Мы встречались не раз. Однажды Глазков стал вдруг рассказывать о «моржах», он вообще был увлечен силой, здоровьем, шахматами. Я сидел в редакционной комнатке и что-то должен был писать. Потом я поймал себя не без изумления вот на чем. Оказывается, я сдвинул все бумаги, встал (клянусь, абсолютно трезвый) на стол и торжественно поклялся:
1. Я никогда не тренировался в моржевании. Так, иногда обливался холодной водой, и все.
2. Я обещаю прийти к любой указанной Глазковым проруби в любой выбранный им мороз, раздеться, нырнуть, сосчитать, кажется, до 15 или 20, не помню, вылезти, растереться — и не простудиться.

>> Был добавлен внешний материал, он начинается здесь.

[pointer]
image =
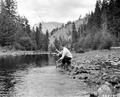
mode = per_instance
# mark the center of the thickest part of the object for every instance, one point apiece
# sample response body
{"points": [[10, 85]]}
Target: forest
{"points": [[16, 32], [100, 29]]}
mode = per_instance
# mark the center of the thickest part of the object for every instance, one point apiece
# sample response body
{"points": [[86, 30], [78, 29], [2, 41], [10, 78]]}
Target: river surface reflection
{"points": [[13, 71]]}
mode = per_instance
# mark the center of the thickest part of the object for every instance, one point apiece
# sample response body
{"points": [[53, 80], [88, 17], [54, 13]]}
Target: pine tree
{"points": [[7, 22], [46, 40]]}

3. В случае, если все-таки простужусь, — возвращаю зря потраченные профилактические средства в двойном размере.
В редакцию заходит невероятное множество самых различных людей, и ни разу ни до того, ни после я себя так не вел: дело было именно в Глазкове. Потом я и сам наблюдал, как в его присутствии люди менялись и совершали поступки, которых никто, в том числе и они сами, не ожидали.
Поэт ничуть не удивился моей клятве-пари, принял ее, но, не знаю, почему все это не состоялось. Может быть, он просто не хотел, чтобы я схватил воспаление легких.
Иногда жизнь становилась безумно сложной. Тогда, в самые трудные моменты, вспоминался Глазков, и это было как действенное заклятье от ложной мудрости и от страха. Призраки разбегались при одном упоминании о нем.
Меня, помнится, ужасно занимало, что поэзия, даже самая замечательная, оказывалась бессильной в жизни, в быту, и даже Пушкина не могла уберечь от неудач в любви, как, скажем, в случае с Олениной. Просто руки опускались, когда подумаешь об этом. Но Глазков и здесь был чуть ли не единственным известным мне исключением. Он в такой ситуации написал стихи, как будто и не знал, что это не помогает никогда. Стихи получились очень смешными и очень искренними, а самое главное — подействовали.
Однажды я читал его новые стихи. И вдруг меня остановили строки о парусе (кажется, он срезал там тонкий слой ветра). Такая изысканная метафористика — и здесь? Я поднял глаза на автора.
Он, кажется, ждал моего изумления и радостно улыбнулся, когда его увидел:
— Да, — сказал он с важностью, — это мне несвойственно.
Оказывается, он писал не просто «как рожден», он выбирал, он видел и другие возможности… Это было очень интересно и еще что-то добавляло к знанию о нем.
Он умел упрощать самое запутанное. Причем упрощать — не искажая. К тому же то, как делал это он, было абсолютно свежо, очень наглядно и просто, но почему-то никому, кроме него, не доступно.
Брехт любил упрощать самые сложные социальные узлы, и это потрясало всех, кто сталкивался с ним. Глазков не выбирал узлов, упрощал всякие — семейные, бытовые, поэтические, социальные.